Весьма привлекательный молодой человек поймал ее взгляд и направился в сторону Флер. О Боже! Да он собирается подцепить ее! Безусловно, Флер Чемберлен не позволит незнакомцу клеить себя посреди улицы. По крайней мере не позволяла до сих пор. Хотя, пожалуй, грубый флирт мог бы подействовать на нее освежающе.

— Извините, мисс, — вежливо начал молодой человек. Она повернулась к нему и ослепительно улыбнулась. Он сунул ей под нос пластиковую карточку. — Служба безопасности, — сказал он. — Пожалуйста, пройдите со мной.

У Флер душа ушла в пятки.

— Это какая-то ужасная ошибка, — пыталась она улыбаться трясущимися губами. «Флиртуй! — приказывал инстинкт. — Прикинься беспомощной!» Несколько женских уловок должны избавить ее от этого кошмара. Ведь он мужчина, верно? А мужчины никогда не остаются к ней равнодушны.

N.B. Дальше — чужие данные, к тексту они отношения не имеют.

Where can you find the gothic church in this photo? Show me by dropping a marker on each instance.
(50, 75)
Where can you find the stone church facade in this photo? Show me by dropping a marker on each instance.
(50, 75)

— Ошибки здесь нет, мисс, — с непробиваемой учтивостью продолжал юноша. — Мы наблюдали за вами через скрытую камеру, все записано на пленку. Один шелковый шарфик, три пары трусиков и швейцарские часы и серьги в ювелирном.

Совершенно растерянная, она позволила отконвоировать себя обратно в магазин, вверх по эскалатору, в отвратительно желтый офис.

— Присядьте, пожалуйста.

Она пристроилась на краешке твердого дубового стула, пока он рылся в ее сумочке. Куча украденных мелочей рассыпалась по столу.

— За всю свою жизнь, — взмолилась Флер, — за все сознательные годы я ни разу не делала ничего подобного. — И она уставилась на вещи, прикидывая, сколько они могут стоить. Самое большее — сотни две долларов. — Я возмещу убытки, клянусь вам, как только смогу. Будьте же милосердны! Я уважаемая женщина, я служащая, а не воровка, пожалуйста, поверьте! Просто у меня временное помутнение рассудка. Дело в том, что я только что порвала со своим другом…

— Прошу прощения, мисс, — он проявил поразительную тупость, — но вам придется все это рассказать судье.

— Судье!.. — Флер едва не грохнулась в обморок. — Не может быть, чтобы магазин настаивал дать делу ход! Господи! Да за все эти годы я потратила в вашем магазине целое состояние!

— Боюсь, что именно так мы и поступим.

Флер возвела очи горе и взмолилась, чтобы пол под ней разверзся и поглотил ее. Зря она все-таки не покончила с собой нынче ночью!

— Могу я хотя бы позвонить? — дрожащим голосом спросила она.

Юный О'Райан протянул ей телефон.

Флер набрала номер. Дождалась, пока ей ответят.

— Диана, — прорыдала она, — я в ужасном положении! Скорее вызволи меня!